Chiyo-Ni, une femme éprise de poésie
CHIYO-NI
Une femme éprise de poésie
Restons vivants ! le cri des amis poètes en ces temps troublés… trouver en ce ciel gris, raison d’espérer. Le muguet déjà défleuri, dit une autre amie, j’ai cueilli mes premières roses et pivoines. Longue vie aux fleurs de l’été qui viendra !
Comme ils sont beaux
les rêves que je fais encore
de printemps en fleurs
Et si je m’offrais un bouquet de haïkus ? Tout un jardin ? Celui de Chiyo-Ni, justement. Me ressourcer à ce liseron :
Au seau du puits
un volubilis enroulé
J’irai quêter l’eau
Ah ! Croire encore que demain, les hommes se partageront un peu d’eau de leur puits.
Les haïkus cités ci-dessus sont puisés au recueil
CHIYO-NI
Une femme éprise de poésie
(paru en 2017 aux Éditions Pippa)
Un beau titre qu’ont choisi Monique Leroux-Serres et Grace Keiko pour cette suite de deux cents haïkus de la poétesse, qu’elles ont traduit et qu’elles présentent ici. Un inoubliable voyage dans la poésie de cette femme du XVIIIe siècle, venant d’un Japon devenu mythique à nos yeux d’occidentaux, pratiquant avec sagesse l’art de rester vivants.

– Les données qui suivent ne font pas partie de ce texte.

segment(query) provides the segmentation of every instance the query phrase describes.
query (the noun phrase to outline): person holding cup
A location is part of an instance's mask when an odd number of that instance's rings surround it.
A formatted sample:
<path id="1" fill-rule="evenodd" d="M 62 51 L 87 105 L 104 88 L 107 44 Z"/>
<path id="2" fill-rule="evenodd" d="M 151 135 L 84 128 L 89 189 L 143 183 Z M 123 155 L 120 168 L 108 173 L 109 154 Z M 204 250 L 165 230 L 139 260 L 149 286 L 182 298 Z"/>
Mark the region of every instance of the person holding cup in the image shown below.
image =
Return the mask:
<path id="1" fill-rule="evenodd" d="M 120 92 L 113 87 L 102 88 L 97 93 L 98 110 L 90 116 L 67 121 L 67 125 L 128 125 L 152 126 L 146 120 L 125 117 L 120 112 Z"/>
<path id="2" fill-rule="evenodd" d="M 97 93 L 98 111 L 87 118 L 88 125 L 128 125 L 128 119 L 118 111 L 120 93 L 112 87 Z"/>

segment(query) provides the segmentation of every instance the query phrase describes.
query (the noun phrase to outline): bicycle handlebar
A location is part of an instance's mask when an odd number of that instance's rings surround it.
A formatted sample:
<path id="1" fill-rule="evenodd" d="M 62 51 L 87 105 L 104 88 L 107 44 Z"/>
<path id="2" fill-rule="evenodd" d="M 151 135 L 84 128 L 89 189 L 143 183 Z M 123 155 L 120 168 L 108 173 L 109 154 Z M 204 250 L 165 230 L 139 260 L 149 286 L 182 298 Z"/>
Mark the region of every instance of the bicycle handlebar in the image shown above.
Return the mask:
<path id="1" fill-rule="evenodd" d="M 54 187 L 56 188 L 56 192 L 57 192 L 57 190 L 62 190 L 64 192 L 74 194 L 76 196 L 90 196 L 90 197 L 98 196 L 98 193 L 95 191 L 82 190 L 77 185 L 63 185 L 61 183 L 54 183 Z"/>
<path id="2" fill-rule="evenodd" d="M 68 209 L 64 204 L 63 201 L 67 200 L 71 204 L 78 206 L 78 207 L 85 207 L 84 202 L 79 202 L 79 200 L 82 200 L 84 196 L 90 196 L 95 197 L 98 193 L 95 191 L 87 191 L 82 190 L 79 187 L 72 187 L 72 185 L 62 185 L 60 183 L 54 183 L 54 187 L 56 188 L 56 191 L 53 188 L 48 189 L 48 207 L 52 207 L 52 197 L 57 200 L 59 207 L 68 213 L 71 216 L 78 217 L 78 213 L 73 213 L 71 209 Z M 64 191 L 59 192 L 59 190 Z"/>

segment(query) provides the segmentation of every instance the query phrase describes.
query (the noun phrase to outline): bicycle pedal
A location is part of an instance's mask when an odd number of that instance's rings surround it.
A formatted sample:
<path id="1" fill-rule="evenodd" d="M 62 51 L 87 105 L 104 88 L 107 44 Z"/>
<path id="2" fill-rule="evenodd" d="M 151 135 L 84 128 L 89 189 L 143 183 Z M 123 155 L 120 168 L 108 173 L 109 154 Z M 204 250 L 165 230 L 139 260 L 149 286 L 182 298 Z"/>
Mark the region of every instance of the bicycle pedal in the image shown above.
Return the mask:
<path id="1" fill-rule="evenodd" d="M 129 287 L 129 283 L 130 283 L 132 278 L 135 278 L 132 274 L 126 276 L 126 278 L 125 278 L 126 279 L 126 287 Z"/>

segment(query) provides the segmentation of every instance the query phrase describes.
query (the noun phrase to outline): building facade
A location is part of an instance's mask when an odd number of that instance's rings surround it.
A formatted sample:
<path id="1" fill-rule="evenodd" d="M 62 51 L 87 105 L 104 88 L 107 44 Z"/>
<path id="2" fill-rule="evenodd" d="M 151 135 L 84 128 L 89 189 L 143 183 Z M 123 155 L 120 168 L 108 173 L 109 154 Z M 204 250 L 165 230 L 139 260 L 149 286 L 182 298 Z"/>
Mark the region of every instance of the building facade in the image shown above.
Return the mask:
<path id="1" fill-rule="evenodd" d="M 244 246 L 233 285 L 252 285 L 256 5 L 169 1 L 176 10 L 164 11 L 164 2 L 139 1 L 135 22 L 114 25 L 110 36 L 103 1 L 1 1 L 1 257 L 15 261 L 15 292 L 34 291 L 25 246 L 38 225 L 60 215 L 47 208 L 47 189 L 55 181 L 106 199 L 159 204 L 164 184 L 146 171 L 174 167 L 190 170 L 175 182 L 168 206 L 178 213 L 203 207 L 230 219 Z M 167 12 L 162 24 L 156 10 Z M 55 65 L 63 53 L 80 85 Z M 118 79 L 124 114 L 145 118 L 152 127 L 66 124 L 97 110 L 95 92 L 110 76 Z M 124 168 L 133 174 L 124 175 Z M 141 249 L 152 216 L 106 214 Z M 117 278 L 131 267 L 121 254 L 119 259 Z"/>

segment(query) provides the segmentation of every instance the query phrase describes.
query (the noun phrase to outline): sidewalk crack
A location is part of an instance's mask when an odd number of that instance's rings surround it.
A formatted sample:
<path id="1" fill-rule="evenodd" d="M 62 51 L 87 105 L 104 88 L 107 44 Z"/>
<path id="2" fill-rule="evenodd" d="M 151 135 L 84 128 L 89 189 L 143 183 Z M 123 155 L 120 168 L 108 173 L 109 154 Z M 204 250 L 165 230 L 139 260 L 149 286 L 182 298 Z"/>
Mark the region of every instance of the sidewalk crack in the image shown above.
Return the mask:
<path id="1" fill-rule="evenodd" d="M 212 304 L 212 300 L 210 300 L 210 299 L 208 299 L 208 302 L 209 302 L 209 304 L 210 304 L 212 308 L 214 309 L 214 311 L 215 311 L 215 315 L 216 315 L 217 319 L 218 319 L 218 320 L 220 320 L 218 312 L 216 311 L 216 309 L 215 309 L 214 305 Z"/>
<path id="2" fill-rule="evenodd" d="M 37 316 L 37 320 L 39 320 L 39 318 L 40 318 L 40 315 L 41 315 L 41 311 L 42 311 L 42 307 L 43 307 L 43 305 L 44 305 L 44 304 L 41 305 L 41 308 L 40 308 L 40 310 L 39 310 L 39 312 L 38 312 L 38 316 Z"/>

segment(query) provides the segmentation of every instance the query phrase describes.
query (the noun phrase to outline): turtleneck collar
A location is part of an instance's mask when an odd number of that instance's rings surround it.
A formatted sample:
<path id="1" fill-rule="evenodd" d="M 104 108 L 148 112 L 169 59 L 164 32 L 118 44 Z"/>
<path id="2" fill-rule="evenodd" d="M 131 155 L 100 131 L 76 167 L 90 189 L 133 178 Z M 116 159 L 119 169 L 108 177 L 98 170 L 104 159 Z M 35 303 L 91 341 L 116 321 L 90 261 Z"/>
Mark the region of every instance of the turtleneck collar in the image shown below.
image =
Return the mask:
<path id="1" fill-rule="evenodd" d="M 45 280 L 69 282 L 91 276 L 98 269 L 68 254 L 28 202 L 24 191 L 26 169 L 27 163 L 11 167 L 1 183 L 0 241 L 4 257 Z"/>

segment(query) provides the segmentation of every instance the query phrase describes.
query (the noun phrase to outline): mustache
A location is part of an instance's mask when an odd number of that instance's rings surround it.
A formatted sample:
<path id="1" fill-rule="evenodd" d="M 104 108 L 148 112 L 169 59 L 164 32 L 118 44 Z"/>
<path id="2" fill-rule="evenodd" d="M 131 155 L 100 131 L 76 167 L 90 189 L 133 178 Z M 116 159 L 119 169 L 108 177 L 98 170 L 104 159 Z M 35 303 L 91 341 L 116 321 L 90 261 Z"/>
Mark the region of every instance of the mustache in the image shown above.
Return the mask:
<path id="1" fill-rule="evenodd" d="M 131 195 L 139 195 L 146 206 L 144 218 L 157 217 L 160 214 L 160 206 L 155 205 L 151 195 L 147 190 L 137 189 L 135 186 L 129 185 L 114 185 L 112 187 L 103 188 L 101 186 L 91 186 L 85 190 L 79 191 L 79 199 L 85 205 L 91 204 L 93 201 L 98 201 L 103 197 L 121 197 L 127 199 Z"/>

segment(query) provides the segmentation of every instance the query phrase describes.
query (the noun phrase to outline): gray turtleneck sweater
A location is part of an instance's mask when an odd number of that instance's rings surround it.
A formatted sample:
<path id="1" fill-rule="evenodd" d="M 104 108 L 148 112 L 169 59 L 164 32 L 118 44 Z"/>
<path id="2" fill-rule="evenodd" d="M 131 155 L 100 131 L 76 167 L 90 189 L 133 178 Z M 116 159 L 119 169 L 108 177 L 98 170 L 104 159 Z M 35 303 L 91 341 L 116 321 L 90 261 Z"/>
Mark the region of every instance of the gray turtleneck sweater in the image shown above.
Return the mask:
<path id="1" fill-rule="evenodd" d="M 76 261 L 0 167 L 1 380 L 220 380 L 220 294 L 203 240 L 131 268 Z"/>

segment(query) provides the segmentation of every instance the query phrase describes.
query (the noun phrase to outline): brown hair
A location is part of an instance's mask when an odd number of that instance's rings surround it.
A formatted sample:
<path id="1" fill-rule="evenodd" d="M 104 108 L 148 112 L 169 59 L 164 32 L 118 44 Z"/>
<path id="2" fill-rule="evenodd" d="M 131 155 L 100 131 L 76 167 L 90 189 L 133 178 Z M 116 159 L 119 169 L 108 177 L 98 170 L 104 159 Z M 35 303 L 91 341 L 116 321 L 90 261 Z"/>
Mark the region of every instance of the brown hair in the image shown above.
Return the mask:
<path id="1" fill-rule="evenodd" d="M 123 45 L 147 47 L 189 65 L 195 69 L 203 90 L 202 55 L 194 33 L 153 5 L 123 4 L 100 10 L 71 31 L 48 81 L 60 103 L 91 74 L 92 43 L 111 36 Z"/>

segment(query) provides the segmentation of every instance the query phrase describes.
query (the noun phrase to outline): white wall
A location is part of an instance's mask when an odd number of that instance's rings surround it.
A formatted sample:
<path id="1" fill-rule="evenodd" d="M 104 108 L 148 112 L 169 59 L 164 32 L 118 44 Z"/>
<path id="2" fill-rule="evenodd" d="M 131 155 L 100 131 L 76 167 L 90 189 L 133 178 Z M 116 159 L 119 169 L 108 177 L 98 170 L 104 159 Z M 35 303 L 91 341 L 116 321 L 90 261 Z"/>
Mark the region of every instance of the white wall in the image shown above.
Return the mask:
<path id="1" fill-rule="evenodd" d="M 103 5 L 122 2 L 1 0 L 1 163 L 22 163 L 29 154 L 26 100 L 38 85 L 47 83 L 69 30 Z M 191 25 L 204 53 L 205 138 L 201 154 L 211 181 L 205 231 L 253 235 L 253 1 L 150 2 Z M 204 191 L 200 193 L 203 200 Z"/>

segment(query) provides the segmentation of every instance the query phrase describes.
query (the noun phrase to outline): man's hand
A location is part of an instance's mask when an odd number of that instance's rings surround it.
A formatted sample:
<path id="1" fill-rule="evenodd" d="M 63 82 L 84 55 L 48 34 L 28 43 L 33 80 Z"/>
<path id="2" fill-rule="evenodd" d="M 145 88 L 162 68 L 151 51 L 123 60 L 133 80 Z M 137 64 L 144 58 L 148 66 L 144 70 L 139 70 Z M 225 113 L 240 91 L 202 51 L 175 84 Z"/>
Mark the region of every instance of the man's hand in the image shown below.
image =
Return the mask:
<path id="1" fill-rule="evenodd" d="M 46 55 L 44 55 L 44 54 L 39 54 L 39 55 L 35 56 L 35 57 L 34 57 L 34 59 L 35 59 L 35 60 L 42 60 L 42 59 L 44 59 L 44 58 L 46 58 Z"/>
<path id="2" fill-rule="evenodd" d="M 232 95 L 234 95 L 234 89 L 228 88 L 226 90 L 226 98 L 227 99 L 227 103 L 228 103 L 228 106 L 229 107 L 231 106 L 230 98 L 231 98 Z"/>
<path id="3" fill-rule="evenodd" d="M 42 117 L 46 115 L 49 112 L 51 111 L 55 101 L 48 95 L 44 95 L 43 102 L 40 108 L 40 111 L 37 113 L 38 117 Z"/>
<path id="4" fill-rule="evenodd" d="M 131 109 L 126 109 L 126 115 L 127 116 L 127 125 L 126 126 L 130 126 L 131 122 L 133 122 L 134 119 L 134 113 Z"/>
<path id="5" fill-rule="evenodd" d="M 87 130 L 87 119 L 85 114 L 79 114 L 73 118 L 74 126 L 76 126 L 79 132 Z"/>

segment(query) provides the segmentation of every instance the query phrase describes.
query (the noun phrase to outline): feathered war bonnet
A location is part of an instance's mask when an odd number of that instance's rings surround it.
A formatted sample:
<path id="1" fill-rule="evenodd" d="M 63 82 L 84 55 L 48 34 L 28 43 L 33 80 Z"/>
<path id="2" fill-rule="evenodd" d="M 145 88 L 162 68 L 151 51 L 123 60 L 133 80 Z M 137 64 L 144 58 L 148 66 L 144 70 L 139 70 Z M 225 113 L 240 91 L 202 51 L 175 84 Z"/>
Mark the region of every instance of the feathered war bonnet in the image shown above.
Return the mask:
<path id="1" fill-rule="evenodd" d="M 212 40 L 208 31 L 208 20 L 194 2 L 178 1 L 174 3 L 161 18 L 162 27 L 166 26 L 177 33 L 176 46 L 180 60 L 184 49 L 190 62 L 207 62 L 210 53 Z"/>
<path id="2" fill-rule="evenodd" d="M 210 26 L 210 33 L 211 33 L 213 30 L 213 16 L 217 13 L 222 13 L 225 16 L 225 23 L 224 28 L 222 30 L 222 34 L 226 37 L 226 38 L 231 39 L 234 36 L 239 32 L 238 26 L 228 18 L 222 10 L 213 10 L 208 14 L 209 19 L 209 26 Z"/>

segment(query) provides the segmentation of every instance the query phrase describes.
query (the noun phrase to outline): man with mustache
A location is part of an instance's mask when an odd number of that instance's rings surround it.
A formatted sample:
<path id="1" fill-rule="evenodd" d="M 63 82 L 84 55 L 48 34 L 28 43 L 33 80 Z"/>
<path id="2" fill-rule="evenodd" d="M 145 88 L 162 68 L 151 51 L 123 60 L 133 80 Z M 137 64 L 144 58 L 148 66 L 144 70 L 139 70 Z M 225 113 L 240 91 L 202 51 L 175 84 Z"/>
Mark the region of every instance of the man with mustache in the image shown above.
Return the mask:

L’ouvrage commence par une biographie de Chiyo-Ni, tombée dans « l’étang » de la poésie et de la peinture dès sa plus tendre enfance, ses parents tenant un atelier de montage de rouleaux de calligraphie. Étonnant parcours que celui de cette femme qui sera tour à tour chef d’entreprise, nonne, professeur, voyageuse et… avant tout, haijin et calligraphe. Une vie accomplie « bien qu’elle soit une femme », à sa façon de femme, sans rien renier de sa féminité.
La présentation des textes de Chiyo-Ni par Monique Leroux-Serres et Grace Keiko, rompt avec le classement traditionnel par saisons… pour le plus grand bonheur de la petite faiseuse de haïkus réunionnaise que je suis, aux saisons décalées d’un autre hémisphère.
Les haïkus retenus — « Nous avons évités de reprendre beaucoup de haïkus déjà présentés dans des ouvrages en français », disent les auteures — sont mis en scène en deux parties :
La beauté du monde (paysages… fleurs, plantes, arbres… oiseaux, insectes) et La vie humaine (vie quotidienne, vie de femme, vie de poète, vie spirituelle)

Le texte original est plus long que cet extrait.